If you respond to this long (11 kB) post, PLEASE DON'T HIT THE REPLY
BUTTON UNLESS YOU PRUNE THE ORIGINAL MESSAGE NORMALLY CONTAINED IN
YOUR REPLY DOWN TO A FEW LINES, otherwise you may inflict this entire
post yet again on suffering list subscribers.
In his Phys-L post of 16 Apr 2005 of the above title, Jack Uretsky
(2005) wrote [bracketed by lines "UUUUUUU. . . . ."]:
UUUUUUUUUUUUUUUUUUUUUUUUUUUUUUUUUUUUUUUU
I don't understand. If you can't control the variables, how can you get
statistically "valid" results?
My expeerimentalizt friends (in particle physics) now divide
uncertainties into a +statistical" part and a "systematic" part.

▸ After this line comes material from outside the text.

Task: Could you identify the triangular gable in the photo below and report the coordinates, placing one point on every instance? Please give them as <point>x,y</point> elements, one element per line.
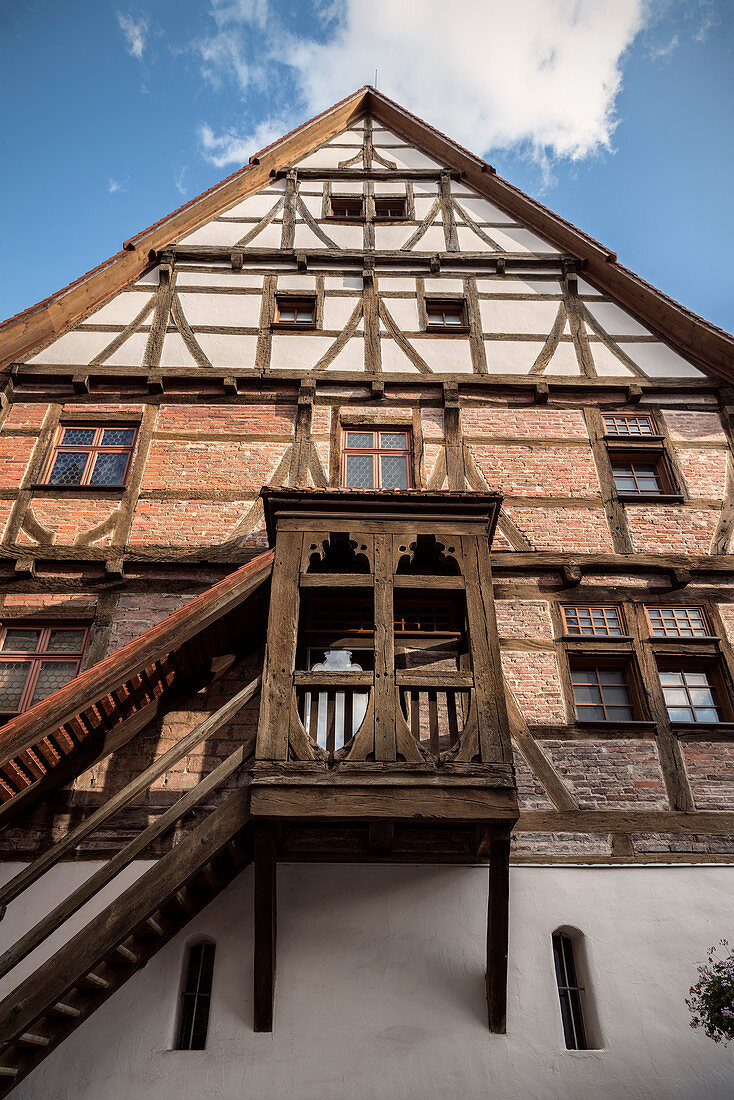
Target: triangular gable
<point>395,133</point>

These two parts must be combined somehow (how to combine is still IMO
an unsolved problem) in order to arrive at a meaningful statement of
uncertainty. When several experiments measure the same quantity,
then a comparison of quoted uncertainties gives one an intuitive
feeling for the uncertainty of our knowledge of the quantity being
measured.
I have seen nothing in the field of measuring teaching techniques that
tells me that we have much insight into how to make "statistically valid"
comparisons.
UUUUUUUUUUUUUUUUUUUUUUUUUUUUUUUUUUUUUUUU
[I shall politely forego criticism of Jack's reply-button-pushing,
archive-clogging, re-infliction on suffering Phys-L'ers of two ENTIRE
already archived posts, Shapiro (2005) and Hake (2005a) - why not use
"webcites" (Hake 2005b)].
Jack appears to be either oblivious or dismissive of:
(a) the approximately two-standard deviation difference in average
normalized gains <g> between interactive-engagement (IE) and
traditional (T) mechanics courses observed by myself [Hake (1998a,b)]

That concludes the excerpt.